Three Ordinary Girls: The Remarkable Story of Three Dutch Teenagers Who Became Spies, Saboteurs, Nazi Assassins and WWII Heroes by Tim Brady, David de Vries (Narrator)

Published February 23rd 2021 by HighBridge, a division of Recorded Books, Citadel Press

4 Stars: ⭐⭐⭐⭐

I like to read or listen to books dealing with WWII, but especially about people or even that I do not know a lot about. I knew that the Nazis had invaded and occupied the Netherlands, but only about Anne Frank and Corrie ten Boom. This story was about the resistance, specifically, three young women who worked with the Socialists. The story begins in the Dutch city of Haarlem where three teenage girls: Hannie Schaft, and sisters Truus and Freddie Oversteegen joined the local resistance and soon were some of the best agents they had. Some of the things they did included sheltering fleeing Jews, political dissidents, and Dutch resisters. They sabotaged bridges and railways and donned disguises to lead Jewish children to safehouses. They transported weapons and set military facilities ablaze, and even carried out the assassinations of German soldiers and traitors.

These young women were fearless and took on missions that could have ended up killing them or capturing them, but they persevered and were willing to risk their lives for freedom and what was right. They were raised in political families and those beliefs of freedom and equality were ingrained in them. I was impressed with their courage and the faith the resistance had in them. There was also a lot of detail about the hardships of the Dutch people due to the occupation. The way they turned citizens against one another by offering special rewards turned many people into informants and some of them were killed by the resistance due to that. Living through a war is brought into a very realistic light in this book that is not always easy to read. I didn’t realize that the Socialists were so entrenched in the Netherlands and was saddened to hear that these heroes were not honoured as they should have been due to their political leanings. I started to read this book, but it was a bit dry. I switched to the audiobook and was much more interested and able to attend more. One of girls did lose her life before the allies liberated them, but the other two survived into their 90s. Hannie, Truus and Freddie were all recognized by Israel and the Jewish people for her selflessness, named Righteous Among the Nations and finally honored in their own county in 2014. If you enjoy learning about real heroes from the war years, then pick this book up, I do recommend listening to it if you have that option.

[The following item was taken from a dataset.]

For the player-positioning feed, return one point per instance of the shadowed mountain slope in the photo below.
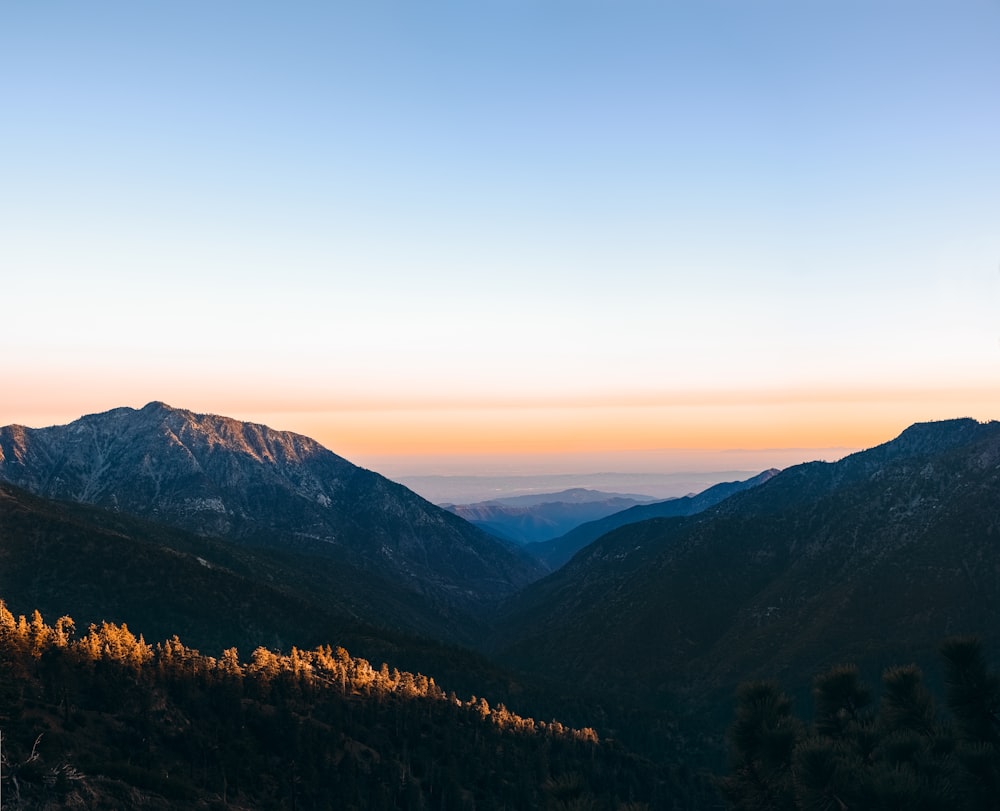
(65, 558)
(556, 552)
(216, 476)
(872, 559)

Three Ordinary Girls: The Remarkable Story of Three Dutch Teenagers Who Became Spies, Saboteurs, Nazi Assassins–and WWII Heroes

About the Book: The astonishing WWII true story of a trio of fearless female resisters whose youth and innocence belied their extraordinary daring in the Nazi-occupied Netherlands. It also made them the underground’s most invaluable commodity. Now for the first time, the complete account of these inspiring teenagers, recruited during WWII as spies, saboteurs and Nazi assassins, who fulfilled their harrowing missions with remarkable courage.

May 10, 1940. The Netherlands was swarming with Third Reich troops. In seven days it’s entirely occupied by Nazi Germany. Joining a small resistance cell in the Dutch city of Haarlem were three teenage girls: Hannie Schaft, and sisters Truus and Freddie Oversteegen who would soon band together to form a singular female underground squad.

Smart, fiercely political, devoted solely to the cause, and “with nothing to lose but their own lives”, Hannie, Truus, and Freddie took terrifying direct action against Nazi targets. That included sheltering fleeing Jews, political dissidents, and Dutch resisters. They sabotaged bridges and railways and donned disguises to lead children from probable internment in concentration camps to safehouses. They covertly transported weapons and set military facilities ablaze. And they carried out the assassinations of German soldiers and traitors-on public streets and in private traps-with the courage of veteran guerilla fighters and the cunning of seasoned spies.

In telling this true story through the lens of a fearlessly unique trio of freedom fighters, Tim Brady offers a never-before-seen perspective of the Dutch resistance during the war. Of lives under threat; of how these courageous young women became involved in the underground; and how their dedication evolved into dangerous, life-threatening missions on behalf of Dutch patriots-regardless of the consequences.

Harrowing, emotional, and unforgettable, Three Ordinary Girls finally moves these three icons of resistance into the deserved forefront of world history.